Evans spent a large chunk of his childhood in the St. Louis County Juvenile Detention Center. At age seven, he started to run away from home (once, in an attempt to find his father). He got in trouble for stealing from grocery stores and taking cash from gas station registers.

By the age of 10, Evans says he’d been in the county’s juvenile detention center 22 times.

From ages 7 to 10, Evans says he was locked up with Kevin Johnson’s father, Kevin Johnson Sr., who was about five years older than Evans and protected him. “He taught me how to fight up in there,” Evans says.

click to enlarge Kevin Johnson with his father, Kevin Johnson Sr. (left) - Court records
Court records
Kevin Johnson with his father, Kevin Johnson Sr. (left)

Now 53, Evans puts most of his energy into helping youth. After the end of his final incarceration in 2002, he started sneaking into the county’s juvenile detention center, with the help of officers who knew him, to mentor kids. His unofficial volunteer role eventually turned legit. He’s now a deputy juvenile detention officer.

The Split Second Decisions program he co-teaches with Stanfield has apparently already made a difference. In written statements provided by Stanfield, the kids shared what they learned from Evans and Johnson.

“Talking about Kevin has made me wanna think before I do something, or take time in your head to think like, ‘If I do this, what’s gonna happen to me or to my family and friends,” wrote one 15-year-old.

“It’s meant a lot to me and I need to stop being impulsive and think before I do something,” wrote a 16-year-old. “It’s hard for me to control my anger. This makes me want to keep working.”

“I’m trying to find myself,” a 17-year-old wrote. “This lesson done taught me a lot. I want to better myself sometime. I don’t think. But this lesson made me think about a lot of stuff.”

Another teen said Johnson’s story helped him look at life “from a different view.”

“I’m 18 years old and had my first born son at 17,” he wrote. “Hearing his [Johnson’s] story is sad and scary because he had a family he had to leave. Everyday, I think about my son and how I’m not able to be with him and it hurts me, it really does… This is not my life. Sometimes I wanna give up but I can’t. My life is in God’s hands.
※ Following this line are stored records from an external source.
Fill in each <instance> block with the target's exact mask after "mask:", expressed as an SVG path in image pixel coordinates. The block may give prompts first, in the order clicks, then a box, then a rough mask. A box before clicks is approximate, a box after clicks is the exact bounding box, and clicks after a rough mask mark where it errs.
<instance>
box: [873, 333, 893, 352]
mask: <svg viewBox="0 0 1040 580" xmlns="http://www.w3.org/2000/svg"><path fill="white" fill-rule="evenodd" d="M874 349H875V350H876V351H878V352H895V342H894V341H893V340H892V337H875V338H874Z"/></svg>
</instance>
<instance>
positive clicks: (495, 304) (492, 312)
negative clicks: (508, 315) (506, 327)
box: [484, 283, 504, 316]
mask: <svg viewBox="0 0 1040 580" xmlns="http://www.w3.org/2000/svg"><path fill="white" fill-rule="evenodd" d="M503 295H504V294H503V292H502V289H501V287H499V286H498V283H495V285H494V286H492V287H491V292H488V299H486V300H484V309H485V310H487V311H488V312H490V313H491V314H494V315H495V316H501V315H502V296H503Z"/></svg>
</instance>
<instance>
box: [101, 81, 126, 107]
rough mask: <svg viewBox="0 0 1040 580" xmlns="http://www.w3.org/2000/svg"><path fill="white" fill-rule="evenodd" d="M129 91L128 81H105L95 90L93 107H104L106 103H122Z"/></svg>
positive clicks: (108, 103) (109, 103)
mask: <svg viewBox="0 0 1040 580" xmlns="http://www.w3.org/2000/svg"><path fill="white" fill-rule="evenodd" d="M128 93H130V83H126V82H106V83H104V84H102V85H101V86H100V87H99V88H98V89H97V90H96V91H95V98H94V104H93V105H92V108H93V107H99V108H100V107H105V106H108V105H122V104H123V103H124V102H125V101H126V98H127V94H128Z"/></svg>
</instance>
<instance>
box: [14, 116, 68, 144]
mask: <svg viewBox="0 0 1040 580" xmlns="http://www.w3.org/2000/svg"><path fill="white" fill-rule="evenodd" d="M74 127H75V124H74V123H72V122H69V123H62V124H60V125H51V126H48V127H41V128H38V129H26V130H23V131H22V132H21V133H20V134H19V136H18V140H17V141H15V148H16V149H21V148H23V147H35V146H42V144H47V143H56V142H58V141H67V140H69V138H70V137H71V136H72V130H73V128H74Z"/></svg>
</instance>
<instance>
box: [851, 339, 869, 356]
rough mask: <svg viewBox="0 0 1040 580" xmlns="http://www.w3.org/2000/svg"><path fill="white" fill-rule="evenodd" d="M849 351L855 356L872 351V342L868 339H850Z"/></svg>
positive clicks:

Everything I do now is for my son.”

Weeks after Johnson’s death, Stanfield says “it’s not real” to her yet.

Stanfield knows Johnson is gone. She remembers the blur of his funeral, his body in a casket — the slight smile on Johnson’s face, how she touched his shoulder. Still, the reality of Johnson’s death has yet to fully set it in, she says. It was normal for them to write to each other every few weeks, so gaps in their communication isn't abnormal.

“It probably won’t register until all of a sudden my brain goes, ‘You haven’t heard from Kevin in forever,’” Stanfield says.

In a way, Johnson lives on in his words. Stanfield still has his writings from the last 97 days of his life. Johnson tried to write about his final days in diary-like entries.

Stanfield has yet to assemble all of his final passages into a book, but she noticed one passage in which Johnson wrote about a conversation the two had about guns.

“‘How can you tell a kid in a rough neighborhood to put down their gun when everyone else has one?’” Stanfield asked Johnson in the passage. Johnson wrote that he struggled to come up with an answer. He wrestled with the guilt of his brother’s death — and regret for owning a gun.

After that conversation, Johnson wrote he “hoped like hell that the youth out there could learn from my story and leave the guns where they found them so that they could live long prosperous lives."